Agartala: Like HIV and hepatitis, COVID-19 cannot transmit to the new born babies even if the mother had tested positive for the deadly virus, as around 250 nCoV positive women were found to have delivered healthy babies in Tripura, doctors and experts said.
Agartala Government Medical College’s (AGMC) Microbiology department head Tapan Majumder said that it is a very positive development that in India there has been no such instance found where the COVID-19 is being transmitted to the new born baby from the mother even though the coronavirus disease is a communicable disease.
“Congenital and vertical transmission of coronavirus is not possible as there is no receipter at the placenta to receive or entertain the virus.But HIV positive and hepatitis virus can be transmitted to the new born baby from the mother,” Majumder, also a Professor of the AGMC, told IANS.

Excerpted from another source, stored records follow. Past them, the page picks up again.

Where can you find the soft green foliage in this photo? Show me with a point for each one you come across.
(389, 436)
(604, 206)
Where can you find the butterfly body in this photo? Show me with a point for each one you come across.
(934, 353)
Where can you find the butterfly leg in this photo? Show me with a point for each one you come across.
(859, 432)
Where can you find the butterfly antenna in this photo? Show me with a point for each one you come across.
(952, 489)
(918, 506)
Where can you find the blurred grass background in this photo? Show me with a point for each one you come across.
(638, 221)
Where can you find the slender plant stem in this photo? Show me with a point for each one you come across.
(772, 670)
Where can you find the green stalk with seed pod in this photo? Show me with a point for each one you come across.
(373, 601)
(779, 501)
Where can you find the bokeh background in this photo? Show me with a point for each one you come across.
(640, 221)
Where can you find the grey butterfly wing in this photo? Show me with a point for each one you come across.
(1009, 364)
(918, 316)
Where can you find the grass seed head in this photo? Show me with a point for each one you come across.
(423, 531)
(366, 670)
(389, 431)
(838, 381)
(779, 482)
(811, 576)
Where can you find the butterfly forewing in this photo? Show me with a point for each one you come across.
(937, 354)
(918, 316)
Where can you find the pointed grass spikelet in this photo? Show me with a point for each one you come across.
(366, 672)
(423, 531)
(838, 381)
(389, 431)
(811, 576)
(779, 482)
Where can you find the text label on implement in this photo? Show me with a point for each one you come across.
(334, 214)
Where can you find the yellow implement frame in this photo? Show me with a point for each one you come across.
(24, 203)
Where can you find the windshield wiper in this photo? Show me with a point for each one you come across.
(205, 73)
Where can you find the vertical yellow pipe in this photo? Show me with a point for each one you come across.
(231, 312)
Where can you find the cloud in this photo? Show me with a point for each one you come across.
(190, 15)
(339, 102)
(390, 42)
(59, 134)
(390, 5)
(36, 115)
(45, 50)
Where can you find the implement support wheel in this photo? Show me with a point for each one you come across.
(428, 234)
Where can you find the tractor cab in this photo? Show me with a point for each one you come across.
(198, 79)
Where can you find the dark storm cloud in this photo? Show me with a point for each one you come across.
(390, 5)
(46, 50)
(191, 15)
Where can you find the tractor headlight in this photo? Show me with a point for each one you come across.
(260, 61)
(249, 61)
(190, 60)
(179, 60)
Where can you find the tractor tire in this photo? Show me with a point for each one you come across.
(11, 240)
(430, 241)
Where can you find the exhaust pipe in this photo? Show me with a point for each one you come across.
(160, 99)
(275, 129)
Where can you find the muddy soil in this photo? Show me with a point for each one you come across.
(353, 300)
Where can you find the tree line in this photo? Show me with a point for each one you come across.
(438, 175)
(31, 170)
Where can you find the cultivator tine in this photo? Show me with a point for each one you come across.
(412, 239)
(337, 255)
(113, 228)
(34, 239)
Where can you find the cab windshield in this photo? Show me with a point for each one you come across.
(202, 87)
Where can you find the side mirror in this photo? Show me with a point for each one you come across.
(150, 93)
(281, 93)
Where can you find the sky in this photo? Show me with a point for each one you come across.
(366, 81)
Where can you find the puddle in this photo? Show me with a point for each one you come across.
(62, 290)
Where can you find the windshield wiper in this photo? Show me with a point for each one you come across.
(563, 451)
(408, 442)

During the two pandemic waves, since last year around 250 Covid-19 positive pregnant women have delivered healthy babies at the AGMC, Tripura’s main Covid medical college and hospital.

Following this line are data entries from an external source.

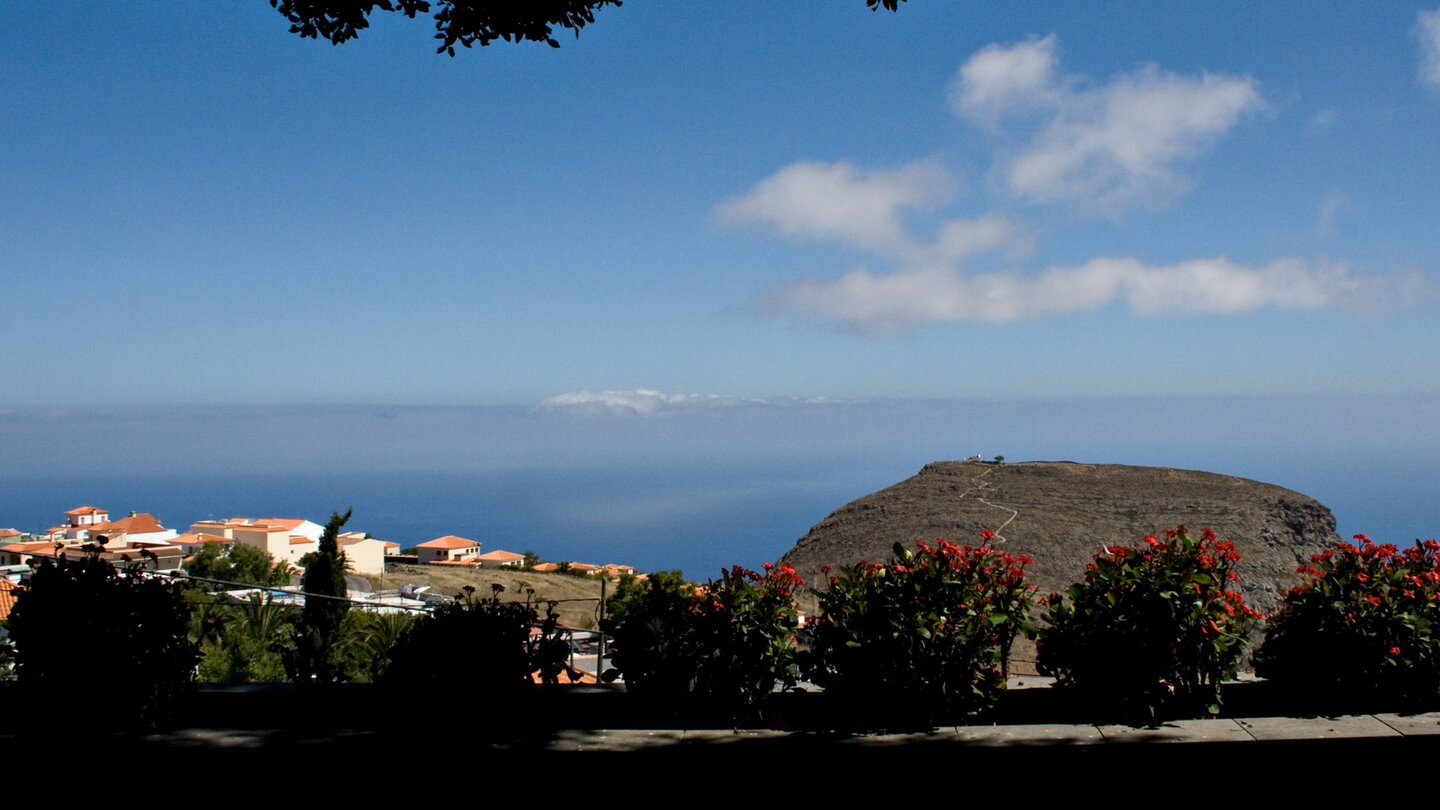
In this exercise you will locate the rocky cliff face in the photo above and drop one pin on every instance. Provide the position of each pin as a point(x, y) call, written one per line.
point(1060, 513)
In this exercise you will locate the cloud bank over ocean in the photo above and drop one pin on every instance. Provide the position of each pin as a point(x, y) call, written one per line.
point(1098, 149)
point(645, 402)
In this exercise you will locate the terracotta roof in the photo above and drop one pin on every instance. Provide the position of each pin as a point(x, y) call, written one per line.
point(500, 557)
point(29, 548)
point(288, 523)
point(448, 542)
point(7, 593)
point(141, 523)
point(190, 538)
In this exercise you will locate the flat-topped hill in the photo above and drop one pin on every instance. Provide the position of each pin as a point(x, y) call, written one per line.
point(1060, 513)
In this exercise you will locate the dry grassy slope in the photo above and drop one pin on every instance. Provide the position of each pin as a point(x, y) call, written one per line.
point(1064, 512)
point(579, 595)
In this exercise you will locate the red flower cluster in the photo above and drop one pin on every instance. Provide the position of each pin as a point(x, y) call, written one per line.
point(1360, 624)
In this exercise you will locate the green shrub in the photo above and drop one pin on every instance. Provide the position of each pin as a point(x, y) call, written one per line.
point(722, 646)
point(101, 647)
point(926, 636)
point(481, 642)
point(1361, 632)
point(1151, 632)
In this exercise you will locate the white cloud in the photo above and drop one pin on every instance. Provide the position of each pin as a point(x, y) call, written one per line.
point(1108, 147)
point(866, 209)
point(640, 402)
point(899, 301)
point(998, 79)
point(838, 202)
point(1427, 26)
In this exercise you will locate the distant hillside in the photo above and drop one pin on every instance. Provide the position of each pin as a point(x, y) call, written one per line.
point(1060, 513)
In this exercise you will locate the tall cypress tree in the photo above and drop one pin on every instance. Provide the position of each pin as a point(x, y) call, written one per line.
point(323, 617)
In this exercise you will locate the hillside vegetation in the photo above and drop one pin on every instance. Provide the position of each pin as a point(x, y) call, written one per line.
point(578, 597)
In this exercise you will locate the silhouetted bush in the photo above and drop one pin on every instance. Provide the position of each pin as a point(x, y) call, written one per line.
point(100, 647)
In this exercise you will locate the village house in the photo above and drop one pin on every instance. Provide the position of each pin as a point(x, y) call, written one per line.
point(500, 559)
point(448, 551)
point(285, 539)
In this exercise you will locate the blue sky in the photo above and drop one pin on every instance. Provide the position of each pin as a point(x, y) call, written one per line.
point(745, 199)
point(699, 208)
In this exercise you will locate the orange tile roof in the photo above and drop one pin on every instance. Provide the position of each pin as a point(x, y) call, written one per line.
point(288, 523)
point(7, 593)
point(140, 523)
point(448, 542)
point(29, 548)
point(500, 557)
point(190, 538)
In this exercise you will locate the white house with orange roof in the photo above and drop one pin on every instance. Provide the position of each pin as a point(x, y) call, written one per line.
point(365, 554)
point(285, 539)
point(500, 559)
point(87, 522)
point(138, 529)
point(448, 549)
point(85, 516)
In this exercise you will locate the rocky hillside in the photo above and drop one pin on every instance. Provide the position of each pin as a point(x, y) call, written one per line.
point(1060, 513)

“During the first wave, as many as 214 Covid-19 positive women had delivered healthy babies while in the second wave 35 such mothers gave birth to fit and normal babies. There were also many cother ases of caesarean delivery,” said Jayanta Ray, Head of the Department of Obstetrics & Gynaecology of AGMC.

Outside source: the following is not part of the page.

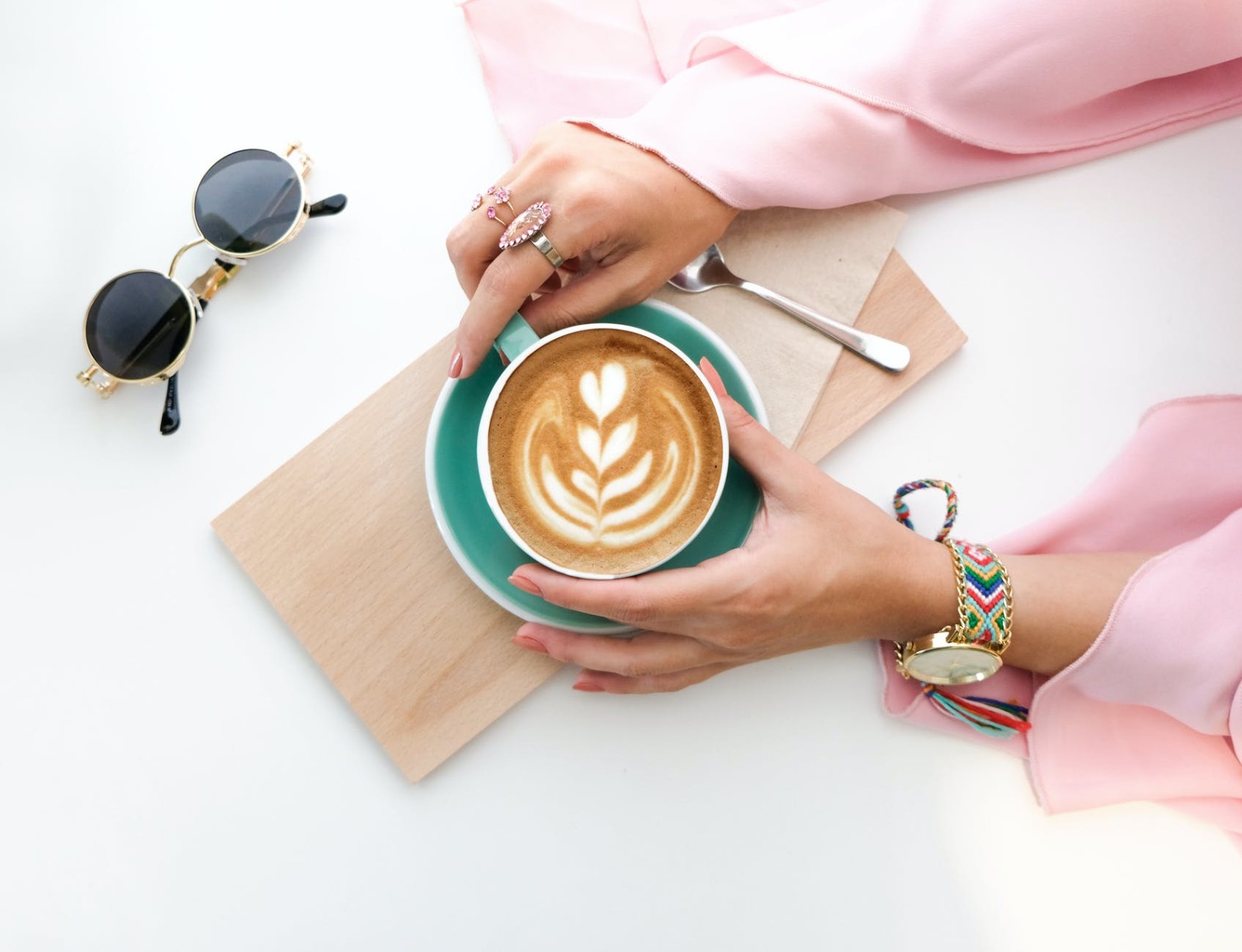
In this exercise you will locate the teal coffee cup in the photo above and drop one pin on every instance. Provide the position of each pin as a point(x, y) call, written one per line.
point(471, 529)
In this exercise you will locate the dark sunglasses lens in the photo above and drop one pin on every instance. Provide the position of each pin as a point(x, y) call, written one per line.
point(138, 324)
point(248, 201)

He told IANS that before admission, all pregnant women are mandatorily undergoing Covid testing and if anyone is found with a positive case, due health protocols are being maintained.
“However, family members and relatives of the new born babies and the concerned women have to be more careful. They should not indiscriminately come closer to both the kid and the mother,” said Ray, a renowned Gynaecologist.
Health officials in different northeastern states said that unlike in the first wave children below 15 years are also being tested for Covid-19 in reasonable numbers during the second wave in Mizoram, Manipur, Tripura, Meghalaya and Assam, forcing the governments of these states to constitute panels of paediatric doctors.
A total of 31 minor girls and eight caretakers at two orphanage homes in Tripura have recently tested positive for Covid-19 and most of them have already recovered from the infectious disease.
As the nature and intensity of the second wave of Covid-19 are diverse, physician Pradip Bhowmik has suggested forming study groups for an in-depth study of the disease.
“It is witnessed in the second wave that during the post-Covid period many patients are being affected by pneumonia and some by mucormycosis (black fungus).”
Unlike in the first wave, a large number of young people and children are being infected by the coronavirus. In the second wave the recovery rate is very slow and the death rate is higher,” Bhowmik told IANS.
He said that it is being observed that Indian strains of the virus are more dangerous then the UK and Brazilian variants.Bhowmik, who is an expert in Hepatitis disease and has worked on the disease in the northeastern states and Bangladesh, said that genetically tribals’ immunity is always better but they are also falling prey to Covid-19, necessitating a serious study.
Of the 45.58 million populations of the eight northeastern states including Sikkim, tribals constitute around 29 per cent of the total populace.